Известно, что Келюс — единственный из трех защитников дела короля, оставшийся в живых, несмотря на девятнадцать ранений, — умер в том самом дворце Буасси, куда приказал его перенести Шико, умер после тридцати дней борьбы со смертью и на руках у короля.
Генрих был безутешен.
Он заказал для своих друзей великолепные надгробия, на которых они были высечены из мрамора в натуральную величину.
Он учредил в их память особые мессы, велел священникам молиться за их души и добавил к обычным словам своей утренней и вечерней молитвы следующее двустишие, которое произносил до конца жизни:
Праведный боже, прими в свое лоно
Келюса, Шомберга и Можирона.
Около трех месяцев Крийон не спускал глаз с герцога Анжуйского, которого король возненавидел смертельной ненавистью и никогда не простил.

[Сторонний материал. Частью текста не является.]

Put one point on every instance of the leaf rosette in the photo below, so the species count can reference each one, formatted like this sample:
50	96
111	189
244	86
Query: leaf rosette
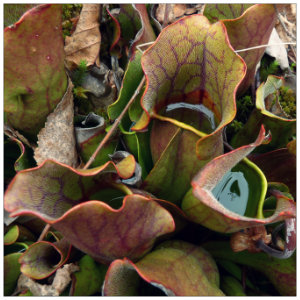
91	208
192	76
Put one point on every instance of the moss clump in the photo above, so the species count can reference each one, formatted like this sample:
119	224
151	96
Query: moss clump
70	11
268	66
244	108
287	99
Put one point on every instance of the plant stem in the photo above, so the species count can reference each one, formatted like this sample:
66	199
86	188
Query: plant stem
44	232
166	15
115	125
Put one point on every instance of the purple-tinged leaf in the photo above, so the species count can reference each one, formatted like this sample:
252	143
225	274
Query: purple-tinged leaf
67	199
203	204
247	26
192	76
177	268
88	280
43	258
34	75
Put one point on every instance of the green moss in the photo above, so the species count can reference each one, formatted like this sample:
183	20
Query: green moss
287	99
268	66
69	11
77	78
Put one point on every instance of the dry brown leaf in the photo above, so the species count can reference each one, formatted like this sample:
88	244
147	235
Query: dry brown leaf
84	44
57	139
60	282
179	10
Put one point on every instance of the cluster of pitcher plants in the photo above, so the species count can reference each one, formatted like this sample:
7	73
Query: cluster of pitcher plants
137	190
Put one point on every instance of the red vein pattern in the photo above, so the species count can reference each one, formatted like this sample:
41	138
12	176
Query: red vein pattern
34	76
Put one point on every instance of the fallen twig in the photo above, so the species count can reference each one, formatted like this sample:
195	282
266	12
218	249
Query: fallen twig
115	125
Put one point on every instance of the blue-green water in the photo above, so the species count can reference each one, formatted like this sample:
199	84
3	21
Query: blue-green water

А потом наступил сентябрь, и в этом месяце Шико, не покидавший своего господина и, наверное, утешивший бы Генриха, если бы Генрих был способен утешиться, получил нижеследующее письмо, отправленное из Бомского аббатства.
Письмо было написано рукой писца.
«Любезный сеньор Шико!
В нашей стороне чудесный воздух, и в Бургундии в нынешнем году ожидается богатый урожай винограда. Говорят, что государь наш король, которому я, как мне кажется, спас жизнь, все еще очень печалится. Привезите его в аббатство, любезный господин Шико, мы угостим его вином 1550 года, которое я раскопал в моем погребе. С помощью этого вина можно забыть самые великие горести. Не сомневаюсь — оно развеселит короля, потому что я нашел в одной из священных книг такую замечательную фразу: «Доброе вино веселит сердце человека!» По-латыни это звучит великолепно, я дам вам прочесть. Итак, приезжайте, любезный господин Шико, приезжайте с королем, приезжайте с господином д'Эперноном, приезжайте с господином де Сен-Люком. Вот увидите, мы все тут наедимся и напьемся до отвала».
«Р.S. Скажите королю, что из-за хлопот, связанных с моим водворением здесь, у меня еще не было времени помолиться за души его друзей, как он просил, но лишь только будет закончен сбор винограда, я обязательно ими займусь».
— Аминь, — сказал Шико, — вход в царство небесное этим беднягам обеспечен.